Great Discoveries

 •  1 min. read  •  grade level: 8
When the astronomer, Galileo, discovered that the earth moved around the sun, he was laughed to scorn. The authorities of that day threatened the astronomer with death at the stake if he did not renounce his opinion. But now every child is taught that the earth goes around the sun.
When the great surgeon, Harvey, discovered the circulation of the blood from the heart to the extremities, he was ridiculed on every hand. No one doubts now that the blood circulates.
When the engineer, Watt, discovered the force of steam, the world was skeptical.
When Stephenson constructed his locomotive, and utilized the power of steam, he was sneered at as a visionary.

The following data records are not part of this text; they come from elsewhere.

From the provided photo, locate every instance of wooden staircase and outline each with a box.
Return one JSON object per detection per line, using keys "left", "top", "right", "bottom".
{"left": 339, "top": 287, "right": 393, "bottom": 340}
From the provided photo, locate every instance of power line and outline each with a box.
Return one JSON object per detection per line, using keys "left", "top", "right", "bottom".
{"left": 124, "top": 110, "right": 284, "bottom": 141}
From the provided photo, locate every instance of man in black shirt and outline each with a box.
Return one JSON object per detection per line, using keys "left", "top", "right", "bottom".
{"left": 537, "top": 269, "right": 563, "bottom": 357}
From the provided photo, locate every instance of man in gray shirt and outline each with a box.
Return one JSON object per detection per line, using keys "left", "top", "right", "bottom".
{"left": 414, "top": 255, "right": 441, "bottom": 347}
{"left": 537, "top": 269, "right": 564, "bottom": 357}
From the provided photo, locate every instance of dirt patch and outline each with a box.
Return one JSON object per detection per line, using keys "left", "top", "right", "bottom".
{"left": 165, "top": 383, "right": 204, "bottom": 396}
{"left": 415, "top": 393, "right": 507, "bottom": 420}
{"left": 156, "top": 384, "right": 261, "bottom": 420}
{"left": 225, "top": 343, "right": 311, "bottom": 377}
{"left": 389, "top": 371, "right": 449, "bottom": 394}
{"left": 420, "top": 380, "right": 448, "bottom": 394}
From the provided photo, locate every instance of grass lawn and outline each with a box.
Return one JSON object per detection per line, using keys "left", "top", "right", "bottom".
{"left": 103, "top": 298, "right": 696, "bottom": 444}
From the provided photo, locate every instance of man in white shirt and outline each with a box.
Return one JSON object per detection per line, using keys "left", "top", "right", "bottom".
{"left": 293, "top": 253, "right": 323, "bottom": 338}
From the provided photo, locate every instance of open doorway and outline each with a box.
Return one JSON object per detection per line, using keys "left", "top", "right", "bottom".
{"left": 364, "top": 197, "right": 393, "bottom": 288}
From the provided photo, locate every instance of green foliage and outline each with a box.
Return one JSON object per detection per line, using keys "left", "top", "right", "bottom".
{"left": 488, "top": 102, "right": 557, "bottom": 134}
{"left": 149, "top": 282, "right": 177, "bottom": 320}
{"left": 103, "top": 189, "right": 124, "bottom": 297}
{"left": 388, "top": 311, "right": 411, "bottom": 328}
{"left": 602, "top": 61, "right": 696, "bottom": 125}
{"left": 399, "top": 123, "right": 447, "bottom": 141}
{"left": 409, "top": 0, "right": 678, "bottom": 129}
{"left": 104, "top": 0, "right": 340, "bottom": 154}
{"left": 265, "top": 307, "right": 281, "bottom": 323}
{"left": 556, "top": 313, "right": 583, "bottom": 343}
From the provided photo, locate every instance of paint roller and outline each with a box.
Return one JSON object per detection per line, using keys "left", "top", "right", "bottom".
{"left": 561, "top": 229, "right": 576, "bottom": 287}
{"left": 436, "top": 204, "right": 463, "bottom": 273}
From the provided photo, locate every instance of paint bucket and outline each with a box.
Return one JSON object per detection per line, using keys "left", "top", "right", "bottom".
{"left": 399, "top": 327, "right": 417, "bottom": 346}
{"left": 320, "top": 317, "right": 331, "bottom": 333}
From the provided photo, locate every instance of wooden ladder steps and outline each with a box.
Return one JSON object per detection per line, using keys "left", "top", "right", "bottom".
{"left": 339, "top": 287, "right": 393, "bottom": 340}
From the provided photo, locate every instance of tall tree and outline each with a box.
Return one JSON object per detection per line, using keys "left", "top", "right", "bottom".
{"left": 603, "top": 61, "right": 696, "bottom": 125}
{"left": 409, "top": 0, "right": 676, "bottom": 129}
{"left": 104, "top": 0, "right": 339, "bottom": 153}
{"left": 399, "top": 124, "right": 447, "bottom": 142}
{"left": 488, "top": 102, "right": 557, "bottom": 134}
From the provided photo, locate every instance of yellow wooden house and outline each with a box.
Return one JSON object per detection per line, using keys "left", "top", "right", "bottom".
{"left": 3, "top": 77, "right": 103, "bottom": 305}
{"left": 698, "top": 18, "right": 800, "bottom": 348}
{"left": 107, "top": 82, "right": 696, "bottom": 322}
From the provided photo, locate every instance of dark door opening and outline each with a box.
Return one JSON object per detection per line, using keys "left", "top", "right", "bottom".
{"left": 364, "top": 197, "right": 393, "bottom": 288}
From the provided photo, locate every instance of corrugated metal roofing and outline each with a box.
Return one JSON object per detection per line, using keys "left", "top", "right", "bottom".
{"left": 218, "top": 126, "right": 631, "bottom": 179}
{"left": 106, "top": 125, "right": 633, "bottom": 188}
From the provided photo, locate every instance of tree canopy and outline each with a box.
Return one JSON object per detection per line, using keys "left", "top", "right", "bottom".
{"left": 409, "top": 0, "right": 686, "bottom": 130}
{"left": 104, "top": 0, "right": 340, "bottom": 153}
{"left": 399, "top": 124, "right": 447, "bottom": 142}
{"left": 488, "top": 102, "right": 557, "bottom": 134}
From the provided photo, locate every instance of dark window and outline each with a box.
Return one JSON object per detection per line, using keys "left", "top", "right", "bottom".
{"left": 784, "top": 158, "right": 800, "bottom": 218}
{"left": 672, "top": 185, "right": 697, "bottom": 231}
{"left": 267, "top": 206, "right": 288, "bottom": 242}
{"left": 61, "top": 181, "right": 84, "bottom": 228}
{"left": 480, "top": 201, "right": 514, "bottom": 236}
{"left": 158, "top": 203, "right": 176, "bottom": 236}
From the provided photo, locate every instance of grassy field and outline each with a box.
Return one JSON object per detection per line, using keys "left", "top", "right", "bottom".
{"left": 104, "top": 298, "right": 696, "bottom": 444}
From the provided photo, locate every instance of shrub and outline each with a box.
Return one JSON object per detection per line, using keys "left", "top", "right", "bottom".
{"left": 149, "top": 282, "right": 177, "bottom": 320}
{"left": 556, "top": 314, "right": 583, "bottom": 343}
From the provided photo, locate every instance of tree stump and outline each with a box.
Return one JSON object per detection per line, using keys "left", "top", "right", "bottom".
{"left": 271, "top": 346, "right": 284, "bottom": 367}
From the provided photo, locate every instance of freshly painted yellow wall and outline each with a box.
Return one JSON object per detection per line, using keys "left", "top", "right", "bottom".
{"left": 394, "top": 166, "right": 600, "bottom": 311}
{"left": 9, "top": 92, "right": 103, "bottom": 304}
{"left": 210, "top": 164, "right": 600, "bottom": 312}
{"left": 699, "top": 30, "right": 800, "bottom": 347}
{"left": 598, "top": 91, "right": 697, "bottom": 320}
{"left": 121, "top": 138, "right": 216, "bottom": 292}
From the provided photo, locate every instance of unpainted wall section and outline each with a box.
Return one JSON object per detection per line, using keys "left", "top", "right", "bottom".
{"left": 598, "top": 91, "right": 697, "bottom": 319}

When Morse discovered that electricity could be transmitted through a wire, and a message could be flashed across the Atlantic in a fraction of a second, people were sure he was talking of impossibilities.
When Sir J.Y. Simpson, the great Edinburgh doctor, who is famous as the discoverer of the use of chloroform in surgery, was asked what was the greatest discovery of all that he had made, he promptly replied, "That I was a great sinner, and that Christ was a great Savior."
Have you made that greatest discovery of all? For you will make it one day—either in time or in eternity. Which? If you make that discovery in time, you may be saved, but if in eternity, it will be too late.
"Behold, now is the accepted time; behold, now is the day of salvation." 2 Cor. 6:2.